Eco Aesthetics: Student Work Critique
Inspired by Kate Andrews’ recent related post on sustainable typography
In my typography course project at Maryland Institute College of Art, sophomore students are designing packages for eco-friendly compact fluorescent light bulbs. Not surprisingly, eco-asethetics have inspired their work and became active parts of class discussion. We debated hotly the role that design plays in creating expectations for the quality of the product.
Many “green” products are relatively under-designed with simple typography and color palettes. This tissue box for Seventh Generation downplays the use of packaging to sell the product, but rather emphasizes the integrity of the product’s manufacturing process. Other pared-down samples utilized hand generated-typography, visuals lacking uniformity, recycled paper, low-saturation colors, broken typographic rules, outdated typefaces.
My students seem to intuitively respond to the strategy of simple design as establishing credibility of the product. Likewise, my students’ own solutions seem informed by simplistic design approaches; most of their solutions utilize restrained color and typography and smaller labels, all in the name of eco-friendliness.
Emily Goldfarb hand-knit protective pouches for her bulbs, those pouches can be reused and are created of biodegradable fibers.
Nicolette Cornelius worked with recycled paper and geometric forms.
David Woo’s concept utilized repurposed drinking bottles cut apart to protect the bulbs.

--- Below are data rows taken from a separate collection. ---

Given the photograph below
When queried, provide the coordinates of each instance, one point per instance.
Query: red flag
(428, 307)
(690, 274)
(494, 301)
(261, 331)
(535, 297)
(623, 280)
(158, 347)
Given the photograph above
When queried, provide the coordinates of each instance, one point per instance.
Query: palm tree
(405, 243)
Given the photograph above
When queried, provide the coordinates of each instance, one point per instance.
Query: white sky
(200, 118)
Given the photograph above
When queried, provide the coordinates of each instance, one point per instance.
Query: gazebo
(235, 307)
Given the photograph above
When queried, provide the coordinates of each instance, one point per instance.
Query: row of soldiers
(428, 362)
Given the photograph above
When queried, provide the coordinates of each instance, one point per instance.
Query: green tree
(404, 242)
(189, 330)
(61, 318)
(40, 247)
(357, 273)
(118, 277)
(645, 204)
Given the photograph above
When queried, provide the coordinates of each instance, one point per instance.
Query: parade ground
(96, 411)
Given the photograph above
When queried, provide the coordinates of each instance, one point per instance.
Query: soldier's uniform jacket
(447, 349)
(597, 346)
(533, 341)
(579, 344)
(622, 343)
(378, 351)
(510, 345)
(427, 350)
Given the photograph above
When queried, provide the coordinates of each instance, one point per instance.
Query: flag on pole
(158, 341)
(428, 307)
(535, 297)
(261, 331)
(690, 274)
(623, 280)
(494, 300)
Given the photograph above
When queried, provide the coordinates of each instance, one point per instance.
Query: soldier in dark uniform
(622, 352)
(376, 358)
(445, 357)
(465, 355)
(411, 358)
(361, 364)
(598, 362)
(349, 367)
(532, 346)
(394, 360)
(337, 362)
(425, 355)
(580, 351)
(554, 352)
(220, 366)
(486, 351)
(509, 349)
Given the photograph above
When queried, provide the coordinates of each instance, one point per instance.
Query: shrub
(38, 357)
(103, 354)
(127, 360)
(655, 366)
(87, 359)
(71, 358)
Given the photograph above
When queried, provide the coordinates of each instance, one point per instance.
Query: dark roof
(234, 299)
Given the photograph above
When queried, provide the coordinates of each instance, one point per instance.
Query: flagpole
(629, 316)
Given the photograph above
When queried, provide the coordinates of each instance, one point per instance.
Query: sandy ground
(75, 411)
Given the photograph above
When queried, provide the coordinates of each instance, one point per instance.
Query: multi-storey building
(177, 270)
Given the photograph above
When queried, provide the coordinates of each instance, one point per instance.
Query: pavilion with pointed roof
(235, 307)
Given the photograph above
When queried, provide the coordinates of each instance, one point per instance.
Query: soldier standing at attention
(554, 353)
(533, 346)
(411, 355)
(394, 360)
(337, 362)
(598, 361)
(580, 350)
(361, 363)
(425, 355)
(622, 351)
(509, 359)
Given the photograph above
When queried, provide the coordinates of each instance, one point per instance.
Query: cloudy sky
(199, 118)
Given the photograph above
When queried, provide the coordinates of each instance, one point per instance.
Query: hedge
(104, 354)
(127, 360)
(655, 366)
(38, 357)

Jasmine Sarp created a no-glue form the elegantly unfolds like a flower.
Students seemed skeptical of eco-chic packages, interpreting that an object of stylish design might not be faithful of the product’s concept in making the world a better place. This created an interesting dialogue in the classroom, in which the more designed a product was, the less sustainable it was perceived by my students.
Melissa Nemec’s solution was criticized for relating too much to expensive cosmetics.
Jillian Erhardt’s solution incorporates stunning typography and modernist shapes, and prominently features the affordable $1 price tag for the bulb itself. Eco-chic = greenwashing? All packages contain the same bulb.